The transient receptor potential cation channel 6 (TRPC6) is a kind of subfamily of nonselective cation channels permeable to Ca2+ [33]. In recent studies, it was found TRCP6 played an important role in inflammation and it mainly promoted inflammation process in diseases such as lung vascular permeability and cardiac fibrosis [34,35]. Besides, TRPC6 is also thought to be regulated by NF-κB in neuron damage [36], and has recently been proven to play important roles in development of DN. Li et al. found the activation of TRPC6 in podocytes was involved in high-glucose induced cell injury [37]. Increased TRPC6 expression is also considered to be associated with tubular epithelial cell proliferation and inflammation in DN [38]. In the present study, we demonstrated for the first time that the combination use of leflunomide and benazepril could reduce the levels of NF-κb, TGF-β and TRPC6 in both DN rats and high-glucose induced RMCs. However deeper insights are still need to give a better understanding.

In conclusion, we conducted both in vivo and in vitro studies to investigate effect of combination use of leflunomide and benazepril on DN and high-glucose induced RCMs.
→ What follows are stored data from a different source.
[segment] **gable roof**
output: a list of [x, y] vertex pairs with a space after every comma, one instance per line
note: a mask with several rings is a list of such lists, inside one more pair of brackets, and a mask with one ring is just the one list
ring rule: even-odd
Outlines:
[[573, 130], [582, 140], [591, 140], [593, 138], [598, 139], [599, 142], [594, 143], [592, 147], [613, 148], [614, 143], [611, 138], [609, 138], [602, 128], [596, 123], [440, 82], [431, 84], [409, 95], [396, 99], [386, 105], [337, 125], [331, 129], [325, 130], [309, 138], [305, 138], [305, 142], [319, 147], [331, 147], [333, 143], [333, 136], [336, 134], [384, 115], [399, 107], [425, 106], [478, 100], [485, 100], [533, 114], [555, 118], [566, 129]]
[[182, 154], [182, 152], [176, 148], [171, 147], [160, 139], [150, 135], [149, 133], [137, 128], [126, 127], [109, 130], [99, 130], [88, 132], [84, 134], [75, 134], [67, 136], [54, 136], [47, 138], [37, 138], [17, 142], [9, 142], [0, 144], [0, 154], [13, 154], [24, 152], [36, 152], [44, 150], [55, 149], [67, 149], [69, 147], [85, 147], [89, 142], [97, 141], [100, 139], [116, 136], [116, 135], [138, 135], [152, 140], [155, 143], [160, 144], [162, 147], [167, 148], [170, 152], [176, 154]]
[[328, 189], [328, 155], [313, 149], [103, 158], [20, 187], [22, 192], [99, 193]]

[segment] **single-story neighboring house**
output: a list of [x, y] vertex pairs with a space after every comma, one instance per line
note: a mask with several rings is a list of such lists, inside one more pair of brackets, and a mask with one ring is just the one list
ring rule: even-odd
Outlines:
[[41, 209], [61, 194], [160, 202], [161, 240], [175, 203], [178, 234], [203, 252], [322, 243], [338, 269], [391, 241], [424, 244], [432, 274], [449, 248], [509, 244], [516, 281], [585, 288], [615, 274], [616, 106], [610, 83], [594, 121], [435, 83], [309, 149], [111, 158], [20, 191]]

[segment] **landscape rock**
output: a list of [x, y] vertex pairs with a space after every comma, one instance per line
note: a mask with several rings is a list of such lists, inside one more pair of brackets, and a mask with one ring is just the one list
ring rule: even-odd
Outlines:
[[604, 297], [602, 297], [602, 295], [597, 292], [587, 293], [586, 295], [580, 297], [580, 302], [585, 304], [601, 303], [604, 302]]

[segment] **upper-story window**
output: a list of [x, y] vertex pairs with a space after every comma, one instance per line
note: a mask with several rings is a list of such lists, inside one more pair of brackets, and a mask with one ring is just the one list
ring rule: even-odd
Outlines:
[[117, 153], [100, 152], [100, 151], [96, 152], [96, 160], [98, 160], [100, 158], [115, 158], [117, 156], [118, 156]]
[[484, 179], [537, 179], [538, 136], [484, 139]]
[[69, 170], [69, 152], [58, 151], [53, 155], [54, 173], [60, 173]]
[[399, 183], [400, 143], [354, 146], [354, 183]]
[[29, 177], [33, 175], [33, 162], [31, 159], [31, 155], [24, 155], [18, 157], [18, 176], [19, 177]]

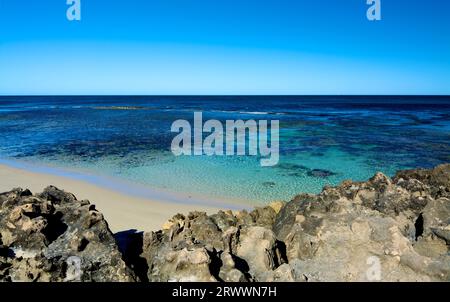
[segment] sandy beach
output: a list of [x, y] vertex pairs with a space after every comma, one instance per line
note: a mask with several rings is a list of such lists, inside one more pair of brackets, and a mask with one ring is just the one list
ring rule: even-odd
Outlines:
[[[212, 214], [227, 209], [223, 205], [214, 206], [213, 201], [209, 206], [189, 204], [188, 201], [181, 204], [166, 200], [140, 198], [69, 177], [36, 173], [0, 164], [0, 192], [21, 187], [29, 189], [33, 193], [39, 193], [49, 185], [71, 192], [79, 200], [88, 199], [95, 204], [97, 209], [105, 215], [113, 232], [130, 229], [159, 230], [164, 222], [177, 213], [205, 211]], [[239, 202], [232, 203], [230, 206], [248, 208], [248, 204]]]

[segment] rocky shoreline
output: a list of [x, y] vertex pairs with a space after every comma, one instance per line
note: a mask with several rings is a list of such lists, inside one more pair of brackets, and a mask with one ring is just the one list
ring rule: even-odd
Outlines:
[[55, 187], [0, 194], [0, 281], [450, 281], [450, 164], [113, 234]]

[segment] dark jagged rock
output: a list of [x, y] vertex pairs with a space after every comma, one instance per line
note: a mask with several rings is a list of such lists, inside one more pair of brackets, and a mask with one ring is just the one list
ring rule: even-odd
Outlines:
[[0, 194], [0, 280], [133, 281], [103, 215], [48, 187]]
[[[450, 164], [437, 166], [432, 170], [416, 169], [399, 171], [394, 177], [394, 181], [399, 182], [416, 180], [424, 185], [428, 193], [434, 197], [450, 198]], [[414, 182], [413, 183], [417, 183]]]

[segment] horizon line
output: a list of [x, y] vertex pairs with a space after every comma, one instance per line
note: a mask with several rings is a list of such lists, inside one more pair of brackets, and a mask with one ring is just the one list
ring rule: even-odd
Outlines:
[[0, 94], [0, 97], [450, 97], [450, 94]]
Results showed the combination use of leflunomide and benazepril could improve the renal function and reduce the renal injury of DN rats and could reduce the levels of NF-κb, TGF-β and TRPC6 in both DN rats and high-glucose induced RMCs. This research could provide research basis for application of leflunomide and benazepril in treatment of DN, as well as give some new research target for DN development.